Returns dask equivalents of the backends supported by uproot. If library='np', the function returns a Python dict of dask arrays. If library='ak', the function returns a single dask-awkward array.

For example:

>>> uproot.dask(root_file)
dask.awkward<from-uproot, npartitions=1>
>>> uproot.dask(root_file,library='np')
{'Type': dask.array<Type-from-uproot, shape=(2304,), dtype=object, chunksize=(2304,), chunktype=numpy.ndarray>, ...}

Allowed types for the files parameter:

  • str/bytes: relative or absolute filesystem path or URL, without any colons other than Windows drive letter or URL schema. Examples: "rel/file.root", "C:\abs\file.root", "http://where/what.root"

  • str/bytes: same with an object-within-ROOT path, separated by a colon. Example: "rel/file.root:tdirectory/ttree"

  • pathlib.Path: always interpreted as a filesystem path or URL only (no object-within-ROOT path), regardless of whether there are any colons. Examples: Path("rel:/file.root"), Path("/abs/path:stuff.root")

  • glob syntax in str/bytes and pathlib.Path. Examples: Path("rel/*.root"), "/abs/*.root:tdirectory/ttree"

  • dict: keys are filesystem paths, values are objects-within-ROOT paths. Example: {"/data_v1/*.root": "ttree_v1", "/data_v2/*.root": "ttree_v2"}

  • dict: keys are filesystem paths, values are dicts containing objects-within-ROOT and steps (chunks/partitions) as a list of starts and stops or steps as a list of offsets Example:

    {{“/data_v1/tree1.root”: {“object_path”: “ttree_v1”, “steps”: [[0, 10000], [15000, 20000], …]},

    “/data_v1/tree2.root”: {“object_path”: “ttree_v1”, “steps”: [0, 10000, 20000, …]}}}

    (This files pattern is incompatible with step_size and steps_per_file.)

  • already-open TTree objects.

  • iterables of the above.

Options (type; default):

  • handler (uproot.source.chunk.Source class; None)

  • timeout (float for HTTP, int for XRootD; 30)

  • max_num_elements (None or int; None)

  • num_workers (int; 1)

  • use_threads (bool; False on the emscripten platform (i.e. in a web browser), else True)

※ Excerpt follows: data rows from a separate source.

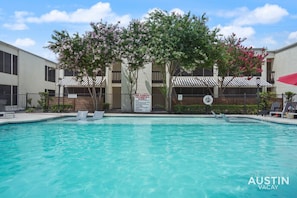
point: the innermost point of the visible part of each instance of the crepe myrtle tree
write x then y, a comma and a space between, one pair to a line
134, 50
87, 54
180, 42
237, 60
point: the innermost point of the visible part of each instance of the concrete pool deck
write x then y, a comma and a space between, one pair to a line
34, 117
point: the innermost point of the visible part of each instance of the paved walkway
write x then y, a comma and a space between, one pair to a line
32, 117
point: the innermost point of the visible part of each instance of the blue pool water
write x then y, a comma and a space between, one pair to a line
147, 157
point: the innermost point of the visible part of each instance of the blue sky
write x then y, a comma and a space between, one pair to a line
29, 24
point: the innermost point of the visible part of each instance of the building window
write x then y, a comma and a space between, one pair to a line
8, 95
8, 63
15, 65
50, 74
50, 92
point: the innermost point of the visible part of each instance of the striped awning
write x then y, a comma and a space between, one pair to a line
194, 81
244, 82
71, 81
210, 81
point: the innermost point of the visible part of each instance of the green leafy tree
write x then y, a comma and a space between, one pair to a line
180, 42
134, 51
88, 55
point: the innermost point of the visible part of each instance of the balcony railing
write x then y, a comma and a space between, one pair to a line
157, 77
116, 76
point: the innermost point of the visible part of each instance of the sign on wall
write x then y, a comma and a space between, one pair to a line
142, 102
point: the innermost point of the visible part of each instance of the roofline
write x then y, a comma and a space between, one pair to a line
19, 49
285, 48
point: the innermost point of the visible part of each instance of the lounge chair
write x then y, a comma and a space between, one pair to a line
290, 106
98, 115
82, 115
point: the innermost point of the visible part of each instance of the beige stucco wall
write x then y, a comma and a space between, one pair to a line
285, 62
144, 85
31, 74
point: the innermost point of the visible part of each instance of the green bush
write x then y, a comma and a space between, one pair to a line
226, 109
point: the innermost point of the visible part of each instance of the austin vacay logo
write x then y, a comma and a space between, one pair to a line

  • num_fallback_workers (int; 10)

  • begin_chunk_size (memory_size; 403, the smallest a ROOT file can be)

  • minimal_ttree_metadata (bool; True)

Other file entry points:

  • uproot.open: opens one file to read any of its objects.

  • uproot.iterate: iterates through chunks of contiguous entries in TTrees.

  • uproot.concatenate: returns a single concatenated array from TTrees.

  • uproot.dask (this function): returns an unevaluated Dask array from TTrees.